Recent studies show that Tau mislocation at dendritic spine is a common feature observed in AD [11] as well as other Tauopathies (FTP, FTDP-17) [9]; in parallel, increasing attention and support has been given to the essential involvement of Tau missorting in spine toxicity and synaptic pathology [19, 33]. A previous study demonstrated that local Tau missorting induced by Aβ or glutamate was followed by local spine loss and cytoskeletal disruption [24]; importantly, this Tau mislocation at synapses are shown to depend on Tau hyperphosphorylation [19, 34]. Besides Tau hyperphosphorylation, GCs are known to trigger APP misprocessing and Aβ generation [14, 25, 35] while Aβ is shown to trigger Tau hyperphosphorylation by inducing different kinases such as GSK3β and cdk5 [36]. While further studies are needed to clarify the interplay between Aβ, glutamate, and Tau in stress/GC-triggered neuronal remodeling and spine atrophy, the present study provides evidence that supports the notion that GC can also influence the intracellular trafficking of specific phospho-Tau isoforms and their missorting in synapses. Indeed, as previously suggested by studies in animal models of AD, abnormal Tau hyperphosphorylation and synaptic missorting results in damage to synaptic structure and function, including postsynaptic receptor targeting and function of excitatory glutamate receptor in dendritic spines and leading to dendritic spine loss.[7, 9, 37]. In line with this, we here showed that prolonged exposure to elevated GC levels upregulate active (phosphoTyr1472) GluN2B receptor units and subsequently, reduced levels of synaptic scaffold/anchor proteins, such as PSD-95 and Shank, and loss of spines.
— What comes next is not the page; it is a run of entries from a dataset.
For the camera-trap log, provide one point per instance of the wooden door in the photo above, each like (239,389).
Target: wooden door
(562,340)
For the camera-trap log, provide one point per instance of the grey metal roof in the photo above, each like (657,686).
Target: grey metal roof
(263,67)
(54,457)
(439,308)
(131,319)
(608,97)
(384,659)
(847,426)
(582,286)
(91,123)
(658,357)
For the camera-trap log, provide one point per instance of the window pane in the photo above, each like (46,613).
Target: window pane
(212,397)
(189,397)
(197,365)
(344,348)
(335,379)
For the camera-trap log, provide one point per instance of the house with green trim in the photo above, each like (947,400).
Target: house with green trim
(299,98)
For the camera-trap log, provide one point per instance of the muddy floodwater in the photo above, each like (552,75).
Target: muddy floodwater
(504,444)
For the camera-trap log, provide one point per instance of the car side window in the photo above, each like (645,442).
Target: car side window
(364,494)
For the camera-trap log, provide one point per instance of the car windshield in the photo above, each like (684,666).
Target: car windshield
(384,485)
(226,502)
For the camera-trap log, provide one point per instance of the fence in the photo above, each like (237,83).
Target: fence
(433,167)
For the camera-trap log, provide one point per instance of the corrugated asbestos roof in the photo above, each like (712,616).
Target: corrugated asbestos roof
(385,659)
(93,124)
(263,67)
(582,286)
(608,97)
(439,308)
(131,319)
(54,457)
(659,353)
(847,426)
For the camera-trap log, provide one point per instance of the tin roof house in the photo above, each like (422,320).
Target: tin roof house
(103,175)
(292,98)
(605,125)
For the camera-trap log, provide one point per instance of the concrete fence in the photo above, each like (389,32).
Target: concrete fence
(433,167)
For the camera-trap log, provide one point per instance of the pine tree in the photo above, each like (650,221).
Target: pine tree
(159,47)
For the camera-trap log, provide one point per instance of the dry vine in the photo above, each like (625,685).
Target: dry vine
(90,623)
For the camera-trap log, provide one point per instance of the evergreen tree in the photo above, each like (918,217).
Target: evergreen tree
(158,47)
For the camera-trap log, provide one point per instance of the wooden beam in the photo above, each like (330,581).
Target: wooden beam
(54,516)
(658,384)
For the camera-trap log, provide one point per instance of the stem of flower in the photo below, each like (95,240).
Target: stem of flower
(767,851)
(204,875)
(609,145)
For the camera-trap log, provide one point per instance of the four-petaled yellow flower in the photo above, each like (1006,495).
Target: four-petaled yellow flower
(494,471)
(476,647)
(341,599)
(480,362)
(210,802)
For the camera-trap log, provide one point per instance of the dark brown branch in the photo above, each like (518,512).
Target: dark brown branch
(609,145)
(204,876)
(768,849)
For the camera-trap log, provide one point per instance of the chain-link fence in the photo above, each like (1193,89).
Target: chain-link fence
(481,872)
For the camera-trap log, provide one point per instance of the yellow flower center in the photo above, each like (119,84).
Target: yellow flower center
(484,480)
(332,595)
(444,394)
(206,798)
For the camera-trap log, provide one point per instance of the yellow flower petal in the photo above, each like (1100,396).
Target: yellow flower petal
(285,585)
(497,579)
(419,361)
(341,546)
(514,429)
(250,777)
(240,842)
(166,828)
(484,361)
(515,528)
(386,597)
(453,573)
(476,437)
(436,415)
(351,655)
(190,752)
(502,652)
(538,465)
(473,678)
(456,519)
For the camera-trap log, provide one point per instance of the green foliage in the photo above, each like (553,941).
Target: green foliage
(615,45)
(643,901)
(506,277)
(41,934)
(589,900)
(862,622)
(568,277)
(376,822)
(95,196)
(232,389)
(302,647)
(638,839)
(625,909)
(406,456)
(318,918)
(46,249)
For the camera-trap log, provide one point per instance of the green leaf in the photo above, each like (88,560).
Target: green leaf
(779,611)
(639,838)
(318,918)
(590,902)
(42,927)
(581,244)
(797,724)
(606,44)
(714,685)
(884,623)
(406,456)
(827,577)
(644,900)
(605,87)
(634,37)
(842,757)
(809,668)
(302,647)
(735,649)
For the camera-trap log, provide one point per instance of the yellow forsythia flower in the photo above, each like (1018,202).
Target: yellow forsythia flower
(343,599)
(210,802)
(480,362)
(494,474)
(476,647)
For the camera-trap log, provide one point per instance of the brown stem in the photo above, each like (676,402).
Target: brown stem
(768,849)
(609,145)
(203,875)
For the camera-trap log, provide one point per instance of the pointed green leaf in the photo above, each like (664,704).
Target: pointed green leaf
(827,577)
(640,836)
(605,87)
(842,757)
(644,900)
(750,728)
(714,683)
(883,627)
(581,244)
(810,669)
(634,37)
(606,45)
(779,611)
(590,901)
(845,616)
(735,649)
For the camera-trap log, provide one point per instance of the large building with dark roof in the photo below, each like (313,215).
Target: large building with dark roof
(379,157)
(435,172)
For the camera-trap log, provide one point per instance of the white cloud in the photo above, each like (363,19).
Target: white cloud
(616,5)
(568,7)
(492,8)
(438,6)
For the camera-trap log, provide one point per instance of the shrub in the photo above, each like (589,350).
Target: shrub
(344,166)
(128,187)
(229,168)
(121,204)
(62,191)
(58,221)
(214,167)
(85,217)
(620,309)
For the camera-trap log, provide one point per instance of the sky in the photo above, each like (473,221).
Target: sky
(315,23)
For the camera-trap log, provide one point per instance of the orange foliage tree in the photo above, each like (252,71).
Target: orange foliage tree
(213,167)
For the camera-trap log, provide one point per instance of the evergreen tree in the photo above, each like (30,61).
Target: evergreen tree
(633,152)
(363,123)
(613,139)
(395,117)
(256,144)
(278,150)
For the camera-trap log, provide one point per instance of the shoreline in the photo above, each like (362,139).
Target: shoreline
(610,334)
These findings provide new insights into the cellular cascades triggered by GC and, in particular, highlight the potentially important role of Tau hyperphosphorylation in neuronal and synaptic malfunction and atrophy underlying prolong exposure to elevated GC levels and related hippocampal pathology.

In summary, the results reported here represent the first description of GC-induced Tau missorting as a mechanism(s) underlying synaptic atrophy and damage, beyond Alzheimer’s disease pathology adding to our knowledge about the poorly understood cellular cascades responsible for stress-related brain pathology.